Background The effectiveness of vitamin K antagonist (VKA) versus placebo and antiplatelet therapy (APT) is well established for stroke prevention in atrial fibrillation (AF). Non-vitamin K antagonist oral anticoagulants (NOAC) are mostly superior to VKA in stroke and intracranial bleeding prevention. Recent randomised controlled trials (RCTs) suggested the non-inferiority of percutaneous left atrial appendage closure (LAAC) versus VKA. However, comparisons between LAAC versus placebo, APT or NOAC are lacking. The purpose of this network meta-analysis was to assess the efficacy and safety of LAAC compared with other strategies for stroke prevention in patients with AF.

Methods We pooled together all RCTs comparing warfarin with placebo, APT or NOAC in patients with AF using meta-analysis guidelines. Two major trials of LAAC were also included and a network meta-analysis was performed to compare the impact of LAAC on mortality, stroke/systemic embolism (SE) and major bleeding in relation to medical treatment.

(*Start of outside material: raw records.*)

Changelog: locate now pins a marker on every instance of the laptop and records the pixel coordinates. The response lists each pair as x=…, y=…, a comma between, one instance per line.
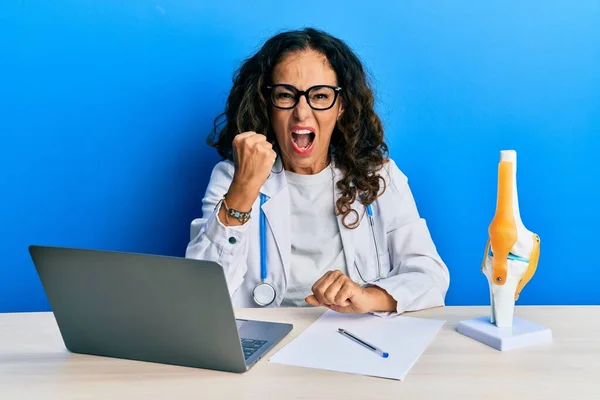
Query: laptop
x=150, y=308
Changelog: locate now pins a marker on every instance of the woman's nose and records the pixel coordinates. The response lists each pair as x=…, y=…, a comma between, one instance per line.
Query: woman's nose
x=302, y=109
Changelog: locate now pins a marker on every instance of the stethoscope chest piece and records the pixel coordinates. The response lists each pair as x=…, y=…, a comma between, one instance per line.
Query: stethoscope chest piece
x=264, y=294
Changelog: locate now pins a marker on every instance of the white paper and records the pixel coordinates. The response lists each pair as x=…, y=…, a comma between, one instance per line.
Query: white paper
x=321, y=346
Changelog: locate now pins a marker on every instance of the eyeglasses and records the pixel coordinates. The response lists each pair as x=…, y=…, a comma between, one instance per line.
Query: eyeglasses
x=320, y=97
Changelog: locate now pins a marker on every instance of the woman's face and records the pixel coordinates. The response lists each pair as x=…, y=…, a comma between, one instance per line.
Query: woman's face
x=303, y=134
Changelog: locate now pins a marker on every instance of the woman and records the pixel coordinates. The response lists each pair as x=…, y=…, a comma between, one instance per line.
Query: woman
x=339, y=227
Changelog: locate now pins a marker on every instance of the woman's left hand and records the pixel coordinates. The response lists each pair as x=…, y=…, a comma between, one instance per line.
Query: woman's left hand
x=338, y=292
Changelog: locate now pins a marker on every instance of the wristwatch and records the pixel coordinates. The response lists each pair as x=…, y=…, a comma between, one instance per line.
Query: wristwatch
x=241, y=216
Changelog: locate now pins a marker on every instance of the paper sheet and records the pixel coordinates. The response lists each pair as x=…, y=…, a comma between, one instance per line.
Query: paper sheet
x=321, y=346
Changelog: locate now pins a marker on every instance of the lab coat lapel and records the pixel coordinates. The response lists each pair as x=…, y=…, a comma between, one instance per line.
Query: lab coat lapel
x=277, y=213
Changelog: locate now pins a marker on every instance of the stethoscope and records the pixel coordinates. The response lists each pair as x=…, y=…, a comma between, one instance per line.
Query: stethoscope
x=264, y=293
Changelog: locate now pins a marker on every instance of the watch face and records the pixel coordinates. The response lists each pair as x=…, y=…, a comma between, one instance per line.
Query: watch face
x=264, y=294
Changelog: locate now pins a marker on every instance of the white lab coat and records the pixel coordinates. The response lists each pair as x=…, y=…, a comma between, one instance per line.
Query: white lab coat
x=413, y=272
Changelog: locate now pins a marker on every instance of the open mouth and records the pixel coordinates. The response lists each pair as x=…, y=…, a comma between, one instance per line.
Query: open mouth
x=303, y=140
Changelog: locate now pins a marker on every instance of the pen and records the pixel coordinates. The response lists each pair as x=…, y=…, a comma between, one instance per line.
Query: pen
x=363, y=343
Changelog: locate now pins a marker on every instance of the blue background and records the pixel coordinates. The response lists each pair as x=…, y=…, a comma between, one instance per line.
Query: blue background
x=105, y=107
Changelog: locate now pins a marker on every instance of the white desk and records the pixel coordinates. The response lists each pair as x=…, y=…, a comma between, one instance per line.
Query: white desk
x=35, y=364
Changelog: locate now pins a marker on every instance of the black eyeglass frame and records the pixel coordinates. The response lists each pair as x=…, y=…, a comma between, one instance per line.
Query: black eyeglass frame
x=299, y=93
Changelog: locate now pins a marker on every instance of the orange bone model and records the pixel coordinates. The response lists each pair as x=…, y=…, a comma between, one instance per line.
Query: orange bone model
x=512, y=251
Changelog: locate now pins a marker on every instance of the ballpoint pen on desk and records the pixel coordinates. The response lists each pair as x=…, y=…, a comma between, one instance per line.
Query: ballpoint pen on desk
x=363, y=343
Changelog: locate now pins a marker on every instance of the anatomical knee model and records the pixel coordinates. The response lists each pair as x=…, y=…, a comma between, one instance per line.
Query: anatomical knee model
x=512, y=251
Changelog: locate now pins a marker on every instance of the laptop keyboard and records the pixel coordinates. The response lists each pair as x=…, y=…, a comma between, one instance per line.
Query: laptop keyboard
x=250, y=346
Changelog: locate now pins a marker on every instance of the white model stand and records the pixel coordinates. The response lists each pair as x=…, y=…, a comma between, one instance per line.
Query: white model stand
x=509, y=262
x=521, y=334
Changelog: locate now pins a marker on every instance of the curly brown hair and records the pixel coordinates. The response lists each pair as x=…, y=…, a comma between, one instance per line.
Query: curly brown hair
x=357, y=142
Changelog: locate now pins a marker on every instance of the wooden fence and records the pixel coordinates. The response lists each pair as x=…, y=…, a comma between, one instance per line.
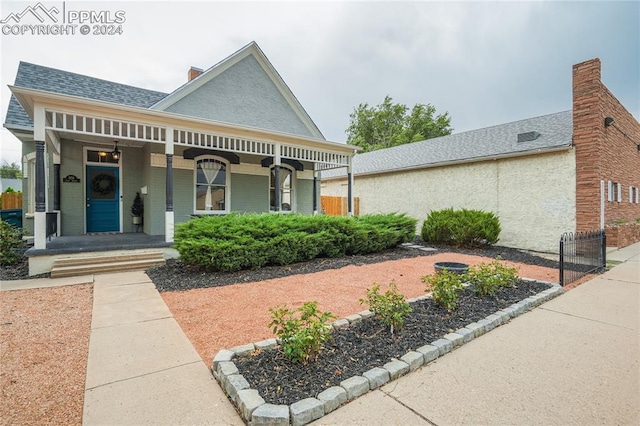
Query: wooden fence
x=11, y=200
x=339, y=206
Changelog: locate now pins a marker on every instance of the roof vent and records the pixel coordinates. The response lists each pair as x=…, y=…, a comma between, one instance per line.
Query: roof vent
x=528, y=137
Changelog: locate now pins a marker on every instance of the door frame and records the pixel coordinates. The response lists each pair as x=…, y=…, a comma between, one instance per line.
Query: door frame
x=86, y=163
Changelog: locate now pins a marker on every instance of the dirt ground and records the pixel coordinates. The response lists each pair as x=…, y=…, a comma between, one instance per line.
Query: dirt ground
x=44, y=346
x=222, y=317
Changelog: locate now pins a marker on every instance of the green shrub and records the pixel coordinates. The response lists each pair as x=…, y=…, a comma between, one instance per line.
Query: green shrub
x=10, y=243
x=468, y=228
x=234, y=242
x=444, y=286
x=487, y=278
x=303, y=331
x=390, y=307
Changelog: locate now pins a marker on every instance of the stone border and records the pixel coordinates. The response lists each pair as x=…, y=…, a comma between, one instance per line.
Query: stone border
x=255, y=411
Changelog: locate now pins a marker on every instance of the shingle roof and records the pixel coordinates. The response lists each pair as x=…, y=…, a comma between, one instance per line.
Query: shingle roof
x=57, y=81
x=555, y=131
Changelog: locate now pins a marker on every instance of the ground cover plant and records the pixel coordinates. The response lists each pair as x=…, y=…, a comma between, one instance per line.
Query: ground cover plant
x=235, y=242
x=462, y=228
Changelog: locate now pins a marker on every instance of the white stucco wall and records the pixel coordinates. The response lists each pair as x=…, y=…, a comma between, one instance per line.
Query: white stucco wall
x=534, y=196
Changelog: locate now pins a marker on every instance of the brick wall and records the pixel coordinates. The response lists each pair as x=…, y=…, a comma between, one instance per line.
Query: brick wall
x=602, y=152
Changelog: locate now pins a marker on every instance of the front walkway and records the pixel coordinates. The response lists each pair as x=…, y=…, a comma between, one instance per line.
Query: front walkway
x=572, y=361
x=142, y=369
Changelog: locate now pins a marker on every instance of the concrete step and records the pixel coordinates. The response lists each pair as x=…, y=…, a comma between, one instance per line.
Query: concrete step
x=69, y=267
x=97, y=259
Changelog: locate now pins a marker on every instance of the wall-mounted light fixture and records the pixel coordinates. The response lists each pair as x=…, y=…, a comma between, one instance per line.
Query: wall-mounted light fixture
x=115, y=154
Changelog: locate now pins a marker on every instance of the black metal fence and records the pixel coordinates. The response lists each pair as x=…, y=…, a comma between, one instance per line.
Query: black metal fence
x=582, y=253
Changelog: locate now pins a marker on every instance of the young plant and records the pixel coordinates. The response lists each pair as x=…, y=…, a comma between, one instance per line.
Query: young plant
x=444, y=286
x=390, y=307
x=302, y=332
x=487, y=278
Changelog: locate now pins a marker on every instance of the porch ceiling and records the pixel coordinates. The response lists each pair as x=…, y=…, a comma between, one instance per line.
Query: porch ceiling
x=103, y=122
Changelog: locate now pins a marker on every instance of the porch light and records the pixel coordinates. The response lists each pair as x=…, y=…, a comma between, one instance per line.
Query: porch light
x=115, y=154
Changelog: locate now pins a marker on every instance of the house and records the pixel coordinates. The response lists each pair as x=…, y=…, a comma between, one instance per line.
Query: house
x=576, y=170
x=233, y=138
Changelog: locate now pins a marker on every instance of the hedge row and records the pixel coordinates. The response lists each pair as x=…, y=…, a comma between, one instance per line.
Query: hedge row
x=235, y=242
x=467, y=228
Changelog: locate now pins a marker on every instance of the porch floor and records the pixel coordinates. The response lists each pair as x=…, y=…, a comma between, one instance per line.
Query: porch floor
x=99, y=242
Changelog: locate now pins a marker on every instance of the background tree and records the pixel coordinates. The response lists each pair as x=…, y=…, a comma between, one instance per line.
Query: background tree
x=10, y=171
x=389, y=124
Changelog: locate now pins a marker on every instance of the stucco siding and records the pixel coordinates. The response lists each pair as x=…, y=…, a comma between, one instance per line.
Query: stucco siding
x=534, y=196
x=243, y=94
x=72, y=194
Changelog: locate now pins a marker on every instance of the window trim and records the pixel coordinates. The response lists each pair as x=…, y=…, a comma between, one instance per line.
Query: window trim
x=294, y=206
x=227, y=185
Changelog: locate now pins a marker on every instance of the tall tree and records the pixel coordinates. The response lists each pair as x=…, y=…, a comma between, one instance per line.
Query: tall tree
x=10, y=171
x=389, y=124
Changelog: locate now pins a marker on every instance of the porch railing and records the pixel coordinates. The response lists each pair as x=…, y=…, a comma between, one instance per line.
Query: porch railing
x=581, y=253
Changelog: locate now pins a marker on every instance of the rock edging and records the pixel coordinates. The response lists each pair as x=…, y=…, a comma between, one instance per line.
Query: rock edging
x=255, y=411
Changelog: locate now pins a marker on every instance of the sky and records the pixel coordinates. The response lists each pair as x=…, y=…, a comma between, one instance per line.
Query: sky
x=485, y=63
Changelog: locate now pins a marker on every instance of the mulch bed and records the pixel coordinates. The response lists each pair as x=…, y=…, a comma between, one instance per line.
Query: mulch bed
x=369, y=344
x=177, y=276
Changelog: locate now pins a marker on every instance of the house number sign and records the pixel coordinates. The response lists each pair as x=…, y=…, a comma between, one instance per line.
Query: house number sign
x=71, y=178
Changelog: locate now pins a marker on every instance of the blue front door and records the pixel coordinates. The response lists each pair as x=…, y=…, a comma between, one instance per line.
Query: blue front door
x=103, y=199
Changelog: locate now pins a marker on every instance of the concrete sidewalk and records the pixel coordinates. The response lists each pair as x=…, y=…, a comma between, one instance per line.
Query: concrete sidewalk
x=142, y=369
x=573, y=361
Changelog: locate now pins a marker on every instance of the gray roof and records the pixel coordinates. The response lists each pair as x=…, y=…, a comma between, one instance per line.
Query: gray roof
x=57, y=81
x=556, y=130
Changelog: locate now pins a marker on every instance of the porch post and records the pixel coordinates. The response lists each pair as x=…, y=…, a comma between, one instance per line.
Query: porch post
x=168, y=214
x=40, y=215
x=350, y=187
x=56, y=186
x=276, y=178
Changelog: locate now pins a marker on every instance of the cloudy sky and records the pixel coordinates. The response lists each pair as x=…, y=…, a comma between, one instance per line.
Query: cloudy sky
x=485, y=63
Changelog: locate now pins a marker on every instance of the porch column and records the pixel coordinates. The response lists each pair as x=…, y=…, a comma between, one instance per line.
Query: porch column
x=276, y=178
x=316, y=178
x=40, y=215
x=169, y=219
x=350, y=187
x=56, y=186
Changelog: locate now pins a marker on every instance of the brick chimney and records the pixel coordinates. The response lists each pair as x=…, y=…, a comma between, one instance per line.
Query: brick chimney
x=194, y=72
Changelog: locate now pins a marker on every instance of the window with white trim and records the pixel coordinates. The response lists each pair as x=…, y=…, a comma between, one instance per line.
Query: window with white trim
x=211, y=186
x=285, y=186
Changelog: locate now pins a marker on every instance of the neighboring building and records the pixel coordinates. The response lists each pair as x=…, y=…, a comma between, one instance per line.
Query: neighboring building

Results The network meta-analysis included 19 RCTs with a total of 87 831 patients with AF receiving anticoagulants, APT, placebo or LAAC. Indirect comparison with network meta-analysis using warfarin as the common comparator revealed efficacy benefit favouring LAAC as compared with placebo (mortality: HR 0.38, 95% CI 0.22 to 0.67, p<0.001; stroke/SE: HR 0.24, 95% CI 0.11 to 0.52, p<0.001) and APT (mortality: HR 0.58, 95% CI 0.37 to 0.91, p=0.0018; stroke/SE: HR 0.44, 95% CI 0.23 to 0.86, p=0.017) and similar to NOAC (mortality: HR 0.76, 95% CI 0.50 to 1.16, p=0.211; stroke/SE: HR 1.01, 95% CI 0.53 to 1.92, p=0.969). LAAC showed comparable rates of major bleeding when compared with placebo (HR 2.33, 95% CI 0.67 to 8.09, p=0.183), APT (HR 0.75, 95% CI 0.30 to 1.88, p=0.542) and NOAC (HR 0.80, 95% CI 0.33 to 1.94, p=0.615).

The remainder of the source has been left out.